Simone De Iacobis, Małgorzata Kuciewicz, Designing with care survey by Aleksandra Czupkiewicz, Autoportret quarterly, no 2 (73) 2021
We propose “chronobiological architecture”, which heightens the sense of being part of cyclical phenomena: the rhythms of night and day, the seasons, and weather, with all of the consequences involved. This is how this kind of architecture calibrates our mindfulness of changes, helps us consciously inhabit disappearing phenomena, shakes us out of the comfort zone of maintenance-freeness for the sake of ongoing care for the surrounding space. We borrow inspiration from examples from the past; we believe in the power of the arrière-garde, which means evoking old-time solutions for the needs of shaping the future.
“Sailing inspired me to think about my dwelling as a yacht. In this house I make my daily journey around the world, I sail in rain and snow, I sail at night, seeing the movement of the stars, and if the wind tears off a piece of roofing felt during a downpour, I go outside as if onto a deck washed by waves in order to repair it. My studio’s matter is frail and volatile, its openness and vulnerability to damage helps me feel motion. The inclusion of architecture in space is meant to wrench it away from its place in the world of objects, and to situate it in the circulation of the moving and transforming matter of the world” – Jacek Damięcki explains his self-built studio. Perception of the house as a fragment of the planet’s metabolism does away with the topos of architecture as protection from nature and abandons Vitruvian firmitas for the sake of architecture that adapts to change. Forecasts concerning the instability of climate force us to bid farewell to the convenient category of “eternal lasting”.
The “living historic monuments”, with which we engage, also require a guarantee of changeability. More important than their form is their space and the logic according to which it operates. Akin to other complex mechanisms, such as clocks, violins, or antique automobiles, buildings-instruments need to be used so that they can reveal their essence for as long as possible. Architectural spaces sometimes lack a user’s manual. Of key importance in such cases is the “material memory of the place”, drawn from everyday practices coded in architecture. Gathered accounts, testimonies and archival materials help reconstruct the biography of a researched place, but only longer presence around historic substance allows for revealing the choreography of bygone daily life. Zofia and Oskar Hansen sewed textile coverings for their summer residence in Szumin in order to wrap them around it. They clothed and unclothed that space following the rhythm of the changing seasons, thus subjecting the house to a ritual similar to daily dressing and undressing. The textile layer followed the divisions of the permanent structure, and by fading and fraying in the course of time it came to reflect that structure like an old, comfortable jumper that deforms according to the most frequent gestures and postures if its owner. Architecture is an envelope for rituals.
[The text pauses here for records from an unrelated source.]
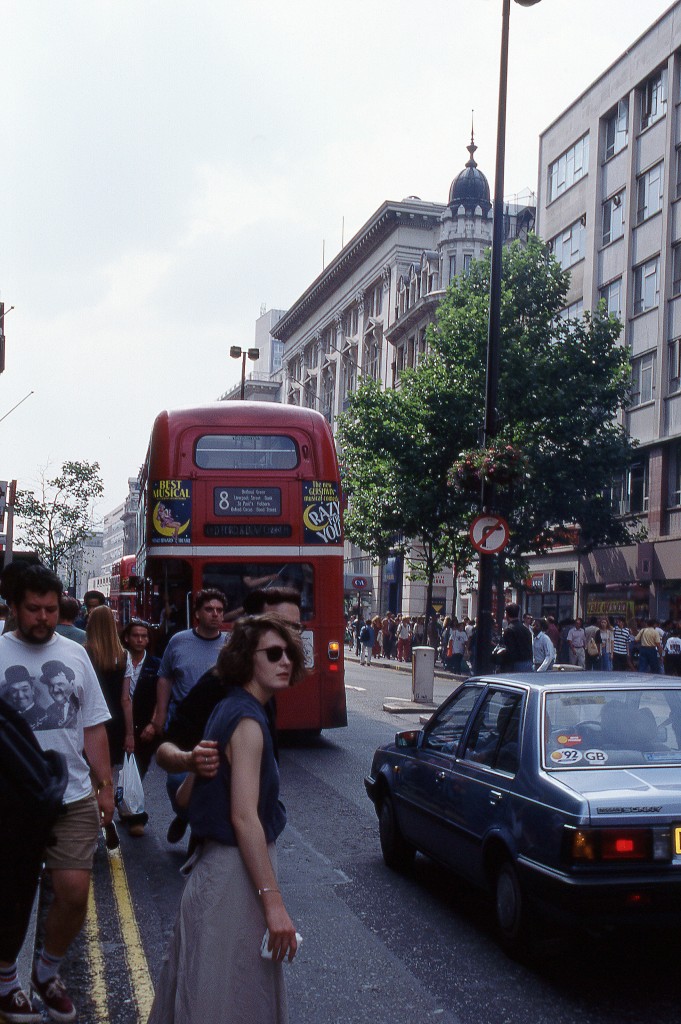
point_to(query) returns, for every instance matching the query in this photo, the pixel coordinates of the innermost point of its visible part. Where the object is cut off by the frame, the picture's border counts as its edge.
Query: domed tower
(466, 229)
(470, 188)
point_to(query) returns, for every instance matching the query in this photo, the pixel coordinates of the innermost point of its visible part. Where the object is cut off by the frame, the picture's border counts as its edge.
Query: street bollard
(423, 674)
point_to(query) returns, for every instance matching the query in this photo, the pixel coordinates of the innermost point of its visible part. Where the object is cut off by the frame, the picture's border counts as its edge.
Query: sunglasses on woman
(274, 653)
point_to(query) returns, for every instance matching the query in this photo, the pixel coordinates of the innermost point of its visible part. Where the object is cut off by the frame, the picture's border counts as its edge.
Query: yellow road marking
(140, 979)
(95, 961)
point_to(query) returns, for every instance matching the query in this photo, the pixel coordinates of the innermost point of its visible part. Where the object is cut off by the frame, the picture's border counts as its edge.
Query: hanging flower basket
(499, 464)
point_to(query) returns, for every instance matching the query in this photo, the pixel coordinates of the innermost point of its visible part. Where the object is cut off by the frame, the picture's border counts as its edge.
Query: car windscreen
(605, 727)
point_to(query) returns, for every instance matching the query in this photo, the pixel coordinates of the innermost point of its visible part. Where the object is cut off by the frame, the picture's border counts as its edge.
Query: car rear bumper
(583, 897)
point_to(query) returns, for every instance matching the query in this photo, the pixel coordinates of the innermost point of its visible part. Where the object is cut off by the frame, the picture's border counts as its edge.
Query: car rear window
(603, 728)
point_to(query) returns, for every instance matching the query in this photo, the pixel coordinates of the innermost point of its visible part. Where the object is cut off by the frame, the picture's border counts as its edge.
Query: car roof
(582, 680)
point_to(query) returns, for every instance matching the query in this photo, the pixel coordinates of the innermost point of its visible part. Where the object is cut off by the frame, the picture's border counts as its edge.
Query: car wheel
(510, 906)
(397, 853)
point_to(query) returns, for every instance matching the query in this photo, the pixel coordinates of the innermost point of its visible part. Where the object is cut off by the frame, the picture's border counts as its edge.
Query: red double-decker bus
(241, 496)
(122, 594)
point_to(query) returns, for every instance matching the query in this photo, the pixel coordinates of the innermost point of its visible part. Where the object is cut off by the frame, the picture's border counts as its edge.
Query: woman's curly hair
(235, 663)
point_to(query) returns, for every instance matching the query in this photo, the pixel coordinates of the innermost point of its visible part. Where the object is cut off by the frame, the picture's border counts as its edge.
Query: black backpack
(32, 780)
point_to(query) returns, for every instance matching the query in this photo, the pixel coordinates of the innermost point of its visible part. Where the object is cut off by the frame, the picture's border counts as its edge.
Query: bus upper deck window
(246, 452)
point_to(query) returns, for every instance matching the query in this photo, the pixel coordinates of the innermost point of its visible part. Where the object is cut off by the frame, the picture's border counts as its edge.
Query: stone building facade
(608, 203)
(367, 314)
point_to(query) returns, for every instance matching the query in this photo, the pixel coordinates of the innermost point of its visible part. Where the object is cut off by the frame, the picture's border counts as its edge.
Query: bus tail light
(591, 846)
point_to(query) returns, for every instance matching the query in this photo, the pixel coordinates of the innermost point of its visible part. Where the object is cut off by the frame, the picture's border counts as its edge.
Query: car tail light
(614, 845)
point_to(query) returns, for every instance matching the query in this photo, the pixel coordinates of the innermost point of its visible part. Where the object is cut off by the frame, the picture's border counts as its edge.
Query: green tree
(57, 519)
(394, 457)
(562, 385)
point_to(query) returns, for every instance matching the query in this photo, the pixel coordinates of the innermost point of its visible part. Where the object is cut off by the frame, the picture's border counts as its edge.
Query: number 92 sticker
(568, 756)
(565, 756)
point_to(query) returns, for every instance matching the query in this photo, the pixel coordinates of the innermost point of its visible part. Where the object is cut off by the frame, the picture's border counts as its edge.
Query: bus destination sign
(247, 501)
(274, 529)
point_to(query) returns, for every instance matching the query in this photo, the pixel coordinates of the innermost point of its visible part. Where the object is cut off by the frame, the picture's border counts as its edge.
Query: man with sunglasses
(183, 749)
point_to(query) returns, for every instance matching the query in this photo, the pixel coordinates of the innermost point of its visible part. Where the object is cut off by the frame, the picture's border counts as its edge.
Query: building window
(674, 499)
(630, 492)
(572, 311)
(653, 98)
(674, 366)
(568, 168)
(643, 373)
(568, 247)
(616, 129)
(611, 295)
(613, 217)
(676, 269)
(650, 187)
(646, 286)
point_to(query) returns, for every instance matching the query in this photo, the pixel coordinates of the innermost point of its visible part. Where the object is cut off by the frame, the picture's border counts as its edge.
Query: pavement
(405, 706)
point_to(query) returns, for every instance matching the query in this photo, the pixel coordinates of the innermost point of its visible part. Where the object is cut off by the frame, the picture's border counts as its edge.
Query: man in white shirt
(544, 653)
(36, 652)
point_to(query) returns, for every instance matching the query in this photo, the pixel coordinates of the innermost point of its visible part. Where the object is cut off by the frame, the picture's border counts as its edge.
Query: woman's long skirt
(214, 973)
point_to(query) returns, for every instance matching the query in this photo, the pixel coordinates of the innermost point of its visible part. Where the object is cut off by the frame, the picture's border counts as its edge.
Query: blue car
(559, 792)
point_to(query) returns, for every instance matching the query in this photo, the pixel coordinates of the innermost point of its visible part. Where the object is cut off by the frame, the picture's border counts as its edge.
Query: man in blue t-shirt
(187, 656)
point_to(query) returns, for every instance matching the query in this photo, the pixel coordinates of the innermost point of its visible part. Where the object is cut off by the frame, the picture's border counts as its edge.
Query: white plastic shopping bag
(132, 796)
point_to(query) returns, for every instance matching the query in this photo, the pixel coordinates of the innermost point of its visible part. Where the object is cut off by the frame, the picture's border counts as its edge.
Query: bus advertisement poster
(322, 516)
(171, 512)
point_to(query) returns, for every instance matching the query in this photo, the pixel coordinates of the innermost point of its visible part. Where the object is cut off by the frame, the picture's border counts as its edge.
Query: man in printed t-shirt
(49, 680)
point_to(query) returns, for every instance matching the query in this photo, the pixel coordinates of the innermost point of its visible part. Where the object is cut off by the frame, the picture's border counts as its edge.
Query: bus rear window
(236, 580)
(246, 452)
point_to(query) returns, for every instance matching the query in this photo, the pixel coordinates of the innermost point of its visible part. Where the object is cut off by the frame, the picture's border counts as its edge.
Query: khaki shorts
(75, 837)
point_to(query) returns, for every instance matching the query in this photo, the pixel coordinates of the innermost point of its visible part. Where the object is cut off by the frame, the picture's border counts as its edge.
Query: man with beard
(69, 855)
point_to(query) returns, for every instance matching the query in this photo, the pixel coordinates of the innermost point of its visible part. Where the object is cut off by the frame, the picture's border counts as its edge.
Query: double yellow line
(140, 980)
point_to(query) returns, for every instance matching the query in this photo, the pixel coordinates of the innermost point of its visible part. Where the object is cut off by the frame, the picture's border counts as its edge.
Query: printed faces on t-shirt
(46, 696)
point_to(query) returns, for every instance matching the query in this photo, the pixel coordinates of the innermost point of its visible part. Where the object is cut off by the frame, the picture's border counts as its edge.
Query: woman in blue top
(214, 971)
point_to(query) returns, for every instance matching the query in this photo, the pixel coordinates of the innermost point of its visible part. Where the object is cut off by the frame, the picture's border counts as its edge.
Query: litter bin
(423, 674)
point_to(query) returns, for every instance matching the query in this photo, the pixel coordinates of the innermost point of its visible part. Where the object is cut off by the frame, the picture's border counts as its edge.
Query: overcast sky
(169, 167)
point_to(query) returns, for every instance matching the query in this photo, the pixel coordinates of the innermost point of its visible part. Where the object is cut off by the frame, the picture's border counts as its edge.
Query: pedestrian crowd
(604, 644)
(82, 696)
(392, 637)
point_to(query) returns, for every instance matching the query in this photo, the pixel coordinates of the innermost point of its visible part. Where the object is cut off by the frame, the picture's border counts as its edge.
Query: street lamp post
(237, 352)
(487, 497)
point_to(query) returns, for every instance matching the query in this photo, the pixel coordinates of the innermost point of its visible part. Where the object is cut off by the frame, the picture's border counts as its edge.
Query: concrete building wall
(626, 201)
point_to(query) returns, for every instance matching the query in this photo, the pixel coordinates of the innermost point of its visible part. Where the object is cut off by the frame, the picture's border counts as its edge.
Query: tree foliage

Architects do not need to make grand gestures. These can be tiny, but repeatable: they measure time, determine the vision of remote consequences. Under the occupation, Alina Scholtz took under her care the manor house and the memorial park in Żelazowa Wola. In a report from her work she wrote about the efforts invested in maintaining order as well as about her duties in the household and the homestead: weeding, removing silt from the pond, laying cinder paths, cutting trees, “the most blissful work – one climbs the trees, branches, ladders, one cuts, saws, and the spirit rejoices”. After all, greenery, living matter is a component of the park; its protection requires proper management. Little gestures of care: DIY work, darning, or gardening may therefore be understood as key gestures that generate architecture, that is a mode of practising architecture.